I've been editor for just two weeks here at the Smithville Review and I’m already amassing records that may never be broken.
That’s right, I ate nine hot dogs during Customer Appreciation Day this past week. I’m sure that has to be some kind of company record and likely a violation of the wellness policy at the same time as I see no scenario where ingesting that much processed meat in one sitting could be healthy. Actually, after a short Google of the question I found that hot dogs are often high in sodium (not good for my high blood pressure) plus they are packed with fat and nitrites.
I didn’t wake up planning to down that much pig, cow or whatever they were made of. I was simply chosen to be the chef, something I immediately agreed to since I’m a bit of a grill master when it comes to the barbecue. I even brought my own grilling tools and a red, white and blue apron, ready to put on the dog, so to speak.
However, much to my chagrin, the day wasn’t exactly designed for grilling. When I topped the hill coming into Smithville that morning, it looked like the end of the world with foreboding clouds suggesting a massive storm was heading our way. I think I even passed an old bearded man herding animals two-by-two into an ark near Whorton Springs.
But, the show must go on so I went to prepare the grill before customers began to arrive. I say grill loosely as it was something like my dad used when I was a kid. Don’t worry, the grill was squeaky clean but as far as stability, well, it could have collapsed at any time and the chances of the lid closing fully were slim to none. Along with the grill, the weather began letting loose, leaving me looking at my watch, knowing hungry customers were coming, expecting a hot dog lunch.
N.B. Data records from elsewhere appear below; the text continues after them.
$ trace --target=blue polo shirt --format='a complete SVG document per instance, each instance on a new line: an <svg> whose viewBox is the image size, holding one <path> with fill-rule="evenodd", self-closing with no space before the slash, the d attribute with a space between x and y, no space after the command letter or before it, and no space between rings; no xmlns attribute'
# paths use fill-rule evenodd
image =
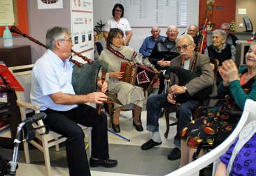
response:
<svg viewBox="0 0 256 176"><path fill-rule="evenodd" d="M74 64L66 59L60 59L51 50L47 50L35 63L31 75L31 103L40 106L40 110L50 108L67 111L77 105L56 104L51 94L62 92L75 95L71 77Z"/></svg>

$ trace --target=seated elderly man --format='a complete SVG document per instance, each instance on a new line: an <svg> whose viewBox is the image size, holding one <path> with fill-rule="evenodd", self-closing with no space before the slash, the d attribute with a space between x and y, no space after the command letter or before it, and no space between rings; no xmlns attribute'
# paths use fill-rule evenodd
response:
<svg viewBox="0 0 256 176"><path fill-rule="evenodd" d="M158 70L165 70L170 65L171 60L179 55L176 46L178 33L176 26L170 26L167 30L167 37L155 43L148 60ZM162 93L164 89L164 77L162 75L160 75L160 81L158 94Z"/></svg>
<svg viewBox="0 0 256 176"><path fill-rule="evenodd" d="M151 36L147 37L139 48L139 53L143 55L143 62L147 65L150 63L148 57L151 55L155 44L161 40L165 39L165 37L160 35L161 30L157 26L151 28Z"/></svg>
<svg viewBox="0 0 256 176"><path fill-rule="evenodd" d="M195 43L196 44L195 51L196 51L200 42L198 27L195 24L190 25L187 28L187 34L191 35L193 37L194 43Z"/></svg>
<svg viewBox="0 0 256 176"><path fill-rule="evenodd" d="M236 41L238 40L237 36L230 33L230 25L228 23L221 24L221 29L224 30L227 35L226 43L237 46Z"/></svg>
<svg viewBox="0 0 256 176"><path fill-rule="evenodd" d="M194 43L192 37L188 35L179 37L176 39L176 46L180 55L172 59L169 66L181 67L199 73L200 76L192 79L184 86L178 85L171 86L169 93L153 95L148 99L146 125L147 130L152 132L152 138L142 146L142 150L149 150L162 144L158 124L162 108L173 106L176 103L175 97L178 95L193 96L198 91L213 84L214 73L210 65L209 57L198 54L195 59L196 55L194 50L196 44ZM194 63L195 60L196 60L196 63ZM174 138L176 148L168 155L168 159L176 160L180 157L180 131L187 123L191 121L191 112L198 105L198 100L187 98L180 106L176 113L178 125Z"/></svg>
<svg viewBox="0 0 256 176"><path fill-rule="evenodd" d="M219 66L225 60L235 60L236 48L233 45L225 43L227 35L224 30L215 30L212 32L212 43L205 50L205 55L210 58L216 59L219 61ZM212 63L211 63L212 64ZM219 73L217 73L216 84L222 81Z"/></svg>

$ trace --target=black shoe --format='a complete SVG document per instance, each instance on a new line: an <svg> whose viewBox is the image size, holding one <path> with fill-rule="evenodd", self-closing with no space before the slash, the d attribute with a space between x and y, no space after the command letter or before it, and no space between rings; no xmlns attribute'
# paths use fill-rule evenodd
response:
<svg viewBox="0 0 256 176"><path fill-rule="evenodd" d="M133 121L133 126L135 127L136 130L137 131L143 131L143 126L142 125L136 125L135 123Z"/></svg>
<svg viewBox="0 0 256 176"><path fill-rule="evenodd" d="M156 141L154 141L152 139L151 139L149 141L144 143L141 146L141 148L143 150L149 150L149 149L153 148L154 146L159 146L160 144L162 144L162 142L156 142Z"/></svg>
<svg viewBox="0 0 256 176"><path fill-rule="evenodd" d="M180 150L176 147L168 155L168 159L173 161L179 158L180 158Z"/></svg>
<svg viewBox="0 0 256 176"><path fill-rule="evenodd" d="M112 168L117 165L117 161L115 159L89 159L89 166L90 167L98 167L98 166L103 166L105 168Z"/></svg>
<svg viewBox="0 0 256 176"><path fill-rule="evenodd" d="M119 133L121 132L121 130L120 130L120 126L119 124L118 125L116 125L114 124L113 122L112 123L112 128L113 128L113 130L117 133Z"/></svg>

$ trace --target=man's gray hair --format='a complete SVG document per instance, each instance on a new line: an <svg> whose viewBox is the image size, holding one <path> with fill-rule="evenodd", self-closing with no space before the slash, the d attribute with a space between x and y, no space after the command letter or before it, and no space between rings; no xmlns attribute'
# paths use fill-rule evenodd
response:
<svg viewBox="0 0 256 176"><path fill-rule="evenodd" d="M256 46L256 42L255 42L255 41L253 41L252 43L250 43L250 48L252 48L253 46Z"/></svg>
<svg viewBox="0 0 256 176"><path fill-rule="evenodd" d="M193 39L192 36L191 36L190 35L187 35L187 34L178 37L176 40L176 43L177 43L178 41L179 41L181 39L183 39L184 38L187 39L189 41L190 41L191 43L194 43L194 39Z"/></svg>
<svg viewBox="0 0 256 176"><path fill-rule="evenodd" d="M196 29L196 31L198 32L198 26L197 26L195 24L191 24L191 25L189 25L189 28L187 28L187 31L189 30L189 29L191 28L191 27L194 27Z"/></svg>
<svg viewBox="0 0 256 176"><path fill-rule="evenodd" d="M222 36L222 38L225 40L227 39L227 34L225 33L225 32L223 30L214 30L212 32L212 35L214 35L214 34L221 34Z"/></svg>
<svg viewBox="0 0 256 176"><path fill-rule="evenodd" d="M168 32L169 30L171 28L176 30L178 32L178 28L174 25L171 25L171 26L168 26L167 30L167 32Z"/></svg>
<svg viewBox="0 0 256 176"><path fill-rule="evenodd" d="M46 35L47 48L50 50L53 50L56 46L56 41L65 39L66 34L70 35L69 30L66 28L55 26L49 29Z"/></svg>
<svg viewBox="0 0 256 176"><path fill-rule="evenodd" d="M221 28L223 27L228 27L229 29L230 28L230 24L228 23L223 23L221 24Z"/></svg>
And, let me just point out, my pride as a BBQ chef would not allow me to serve our customers microwaved hot dogs.
Thankfully the skies parted like the Red Sea just in time. I immediately poured in the charcoal and tried to light the fire. The self-starting charcoal, well, it wasn’t self-starting, prompting me to hustle to the store to get some starter fluid.
With the grill finally going, I began shuffling hot dogs on the grill. That’s when the record-setting hot-dog consumption began. If one rolled off the grill, well, five-second rule. Don’t worry, I’m the one who ate it after a good brush off. Or, if the dog was a little too black, well, I wasn’t going to serve it to the customers and I wasn’t going to waste it so, down the hatch.
In the end I ate nine dogs of the umpteen number I grilled, not counting the sampling of side dishes I had. Surprisingly, I had no guttural issues but I did smell like hot dogs for the next two days. That scent is hard to get rid of even with Lifebuoy.